Trump said that he might drop details of his administration’s Mideast peace plan before Israel’s election.
By World Israel News Staff
In a reversal from previous statements, President Donald Trump said he might release his Mideast peace plan prior to Israel’s election, which will take place on September 17. He made his comments to Egyptian President Abdel Fattah el-Sissi on the sidelines of the G7 summit in Biarritz, France, news site Axios reports.
The U.S. had intended to release the political aspects of its plan this summer when it assumed a new Israeli government would be securely in place. However, Prime Minister Benjamin Netanyahu couldn’t cobble together a governing coalition and was forced to call for new elections.
Trump continued this approach as Israel entered its second round of campaigning. Only a week ago Sunday, on August 18, Trump told reporters that he’d “probably wait” to release details of the Middle East peace plan until after Israel’s elections.
The plan was developed by a team led by Jared Kushner, Trump’s son-in-law and a senior adviser to the president.

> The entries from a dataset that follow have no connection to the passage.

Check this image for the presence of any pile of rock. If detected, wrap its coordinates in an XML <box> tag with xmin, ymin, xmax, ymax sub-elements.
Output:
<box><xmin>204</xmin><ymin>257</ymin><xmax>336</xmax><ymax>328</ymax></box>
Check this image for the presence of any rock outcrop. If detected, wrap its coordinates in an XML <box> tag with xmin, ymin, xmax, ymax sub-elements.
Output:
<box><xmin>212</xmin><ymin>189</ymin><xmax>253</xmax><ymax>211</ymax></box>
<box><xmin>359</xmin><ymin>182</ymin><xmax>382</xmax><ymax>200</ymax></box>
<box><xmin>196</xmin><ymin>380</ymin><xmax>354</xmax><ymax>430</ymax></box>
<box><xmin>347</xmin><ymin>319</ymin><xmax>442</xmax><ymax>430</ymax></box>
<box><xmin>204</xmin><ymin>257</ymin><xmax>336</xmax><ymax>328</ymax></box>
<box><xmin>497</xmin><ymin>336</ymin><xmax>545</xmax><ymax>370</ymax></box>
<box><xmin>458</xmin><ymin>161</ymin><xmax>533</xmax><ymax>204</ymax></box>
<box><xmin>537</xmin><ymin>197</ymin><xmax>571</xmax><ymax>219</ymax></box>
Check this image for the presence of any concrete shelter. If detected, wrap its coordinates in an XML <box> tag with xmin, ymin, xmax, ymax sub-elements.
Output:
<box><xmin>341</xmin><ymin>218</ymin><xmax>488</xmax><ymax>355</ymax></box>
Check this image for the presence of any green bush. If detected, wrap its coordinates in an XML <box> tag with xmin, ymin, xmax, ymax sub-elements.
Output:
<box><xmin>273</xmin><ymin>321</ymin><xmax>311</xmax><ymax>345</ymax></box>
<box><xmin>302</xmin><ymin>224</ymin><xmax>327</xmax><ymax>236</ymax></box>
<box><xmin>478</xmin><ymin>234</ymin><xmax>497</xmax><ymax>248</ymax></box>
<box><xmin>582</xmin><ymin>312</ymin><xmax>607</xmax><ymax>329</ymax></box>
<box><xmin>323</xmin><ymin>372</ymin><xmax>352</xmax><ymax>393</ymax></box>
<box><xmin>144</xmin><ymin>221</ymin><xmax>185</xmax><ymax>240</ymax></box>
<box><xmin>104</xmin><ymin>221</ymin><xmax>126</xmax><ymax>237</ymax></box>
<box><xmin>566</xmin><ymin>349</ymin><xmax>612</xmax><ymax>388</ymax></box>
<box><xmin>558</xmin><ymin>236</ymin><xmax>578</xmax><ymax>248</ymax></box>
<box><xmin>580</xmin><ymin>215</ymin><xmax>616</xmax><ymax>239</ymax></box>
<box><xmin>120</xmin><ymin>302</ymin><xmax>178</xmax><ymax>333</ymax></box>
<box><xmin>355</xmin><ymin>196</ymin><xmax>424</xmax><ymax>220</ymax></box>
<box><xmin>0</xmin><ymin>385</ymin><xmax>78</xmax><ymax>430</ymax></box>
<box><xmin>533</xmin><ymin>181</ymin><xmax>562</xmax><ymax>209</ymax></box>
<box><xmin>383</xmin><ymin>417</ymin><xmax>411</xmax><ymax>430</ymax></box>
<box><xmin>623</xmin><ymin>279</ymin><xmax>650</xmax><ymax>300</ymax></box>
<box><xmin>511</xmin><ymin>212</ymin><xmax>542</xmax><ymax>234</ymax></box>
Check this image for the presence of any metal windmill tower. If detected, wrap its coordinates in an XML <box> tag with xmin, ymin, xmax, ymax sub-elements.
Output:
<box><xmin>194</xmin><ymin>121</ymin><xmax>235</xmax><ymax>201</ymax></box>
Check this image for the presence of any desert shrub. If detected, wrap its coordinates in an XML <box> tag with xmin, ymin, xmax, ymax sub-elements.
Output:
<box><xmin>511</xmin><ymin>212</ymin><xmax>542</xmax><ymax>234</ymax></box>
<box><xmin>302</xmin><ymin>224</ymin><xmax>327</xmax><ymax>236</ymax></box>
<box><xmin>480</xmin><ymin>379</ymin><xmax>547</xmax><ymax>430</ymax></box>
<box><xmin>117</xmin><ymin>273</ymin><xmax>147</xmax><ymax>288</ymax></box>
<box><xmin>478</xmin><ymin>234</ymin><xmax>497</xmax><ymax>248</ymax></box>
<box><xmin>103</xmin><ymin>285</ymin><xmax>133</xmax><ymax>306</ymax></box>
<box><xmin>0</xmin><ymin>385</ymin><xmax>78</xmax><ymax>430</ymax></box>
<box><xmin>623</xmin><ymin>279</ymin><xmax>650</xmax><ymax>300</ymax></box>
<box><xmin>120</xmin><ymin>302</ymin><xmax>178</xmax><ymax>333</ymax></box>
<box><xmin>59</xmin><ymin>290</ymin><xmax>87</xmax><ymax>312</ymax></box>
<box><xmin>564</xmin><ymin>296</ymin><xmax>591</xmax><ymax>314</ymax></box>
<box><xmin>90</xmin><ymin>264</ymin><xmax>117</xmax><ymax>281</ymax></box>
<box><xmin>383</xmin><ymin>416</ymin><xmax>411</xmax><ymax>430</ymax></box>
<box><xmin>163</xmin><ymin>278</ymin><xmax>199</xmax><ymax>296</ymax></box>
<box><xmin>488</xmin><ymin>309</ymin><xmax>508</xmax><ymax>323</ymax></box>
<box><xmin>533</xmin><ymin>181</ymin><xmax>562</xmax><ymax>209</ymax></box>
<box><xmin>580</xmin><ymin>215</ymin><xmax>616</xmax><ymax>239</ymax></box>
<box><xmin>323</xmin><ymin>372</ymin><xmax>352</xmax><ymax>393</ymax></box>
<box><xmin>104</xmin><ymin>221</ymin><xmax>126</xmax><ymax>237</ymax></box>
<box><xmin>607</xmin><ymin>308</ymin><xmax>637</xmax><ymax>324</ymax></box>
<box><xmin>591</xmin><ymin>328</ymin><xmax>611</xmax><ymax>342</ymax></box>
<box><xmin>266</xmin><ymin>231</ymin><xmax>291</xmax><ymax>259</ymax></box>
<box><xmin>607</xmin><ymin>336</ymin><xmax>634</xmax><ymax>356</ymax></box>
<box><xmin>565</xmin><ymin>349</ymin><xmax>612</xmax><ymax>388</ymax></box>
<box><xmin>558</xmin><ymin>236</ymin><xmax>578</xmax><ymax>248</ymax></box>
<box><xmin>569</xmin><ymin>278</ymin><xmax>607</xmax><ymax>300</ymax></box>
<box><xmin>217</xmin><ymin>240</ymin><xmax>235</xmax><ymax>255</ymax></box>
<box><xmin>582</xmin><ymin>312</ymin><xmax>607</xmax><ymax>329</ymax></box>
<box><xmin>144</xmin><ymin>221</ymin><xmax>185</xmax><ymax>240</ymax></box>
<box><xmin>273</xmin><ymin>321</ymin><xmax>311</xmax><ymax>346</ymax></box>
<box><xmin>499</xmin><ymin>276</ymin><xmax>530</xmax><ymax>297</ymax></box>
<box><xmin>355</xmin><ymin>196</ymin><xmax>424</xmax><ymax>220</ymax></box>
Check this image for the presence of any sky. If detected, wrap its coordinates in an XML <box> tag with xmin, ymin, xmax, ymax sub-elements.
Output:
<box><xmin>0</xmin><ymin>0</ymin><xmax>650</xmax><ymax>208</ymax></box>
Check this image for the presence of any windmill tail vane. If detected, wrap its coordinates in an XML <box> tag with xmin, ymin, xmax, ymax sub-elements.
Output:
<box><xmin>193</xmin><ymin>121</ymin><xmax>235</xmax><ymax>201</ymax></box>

He unveiled the economic part of the plan in June in Bahrain. It calls for a $50 billion fund to finance 179 business and infrastructure projects with the goal of creating one million new jobs for Palestinians.
The Palestinian side has rejected the Trump administration’s peace efforts and has boycotted the administration since December 2017 when it announced its plan (since carried out) to move the U.S. Embassy to Jerusalem.
Whether or not the U.S. releases its plan before or after the elections, the deadline is approaching.
Israel in preparation for the plan’s coming release recently let known its red lines in any peace deal, including an undivided Jerusalem, no uprooting of settlements, complete security control of Judea and Samaria and no entry of Palestinian “refugees.”
Some have said the peace deal is dead in the water as the Palestinian side has so far rejected anything coming out of the Trump administration.
Trump himself has said the deal may not be possible. He said on August 18, “it’s tough to make a deal when there’s that much hate.”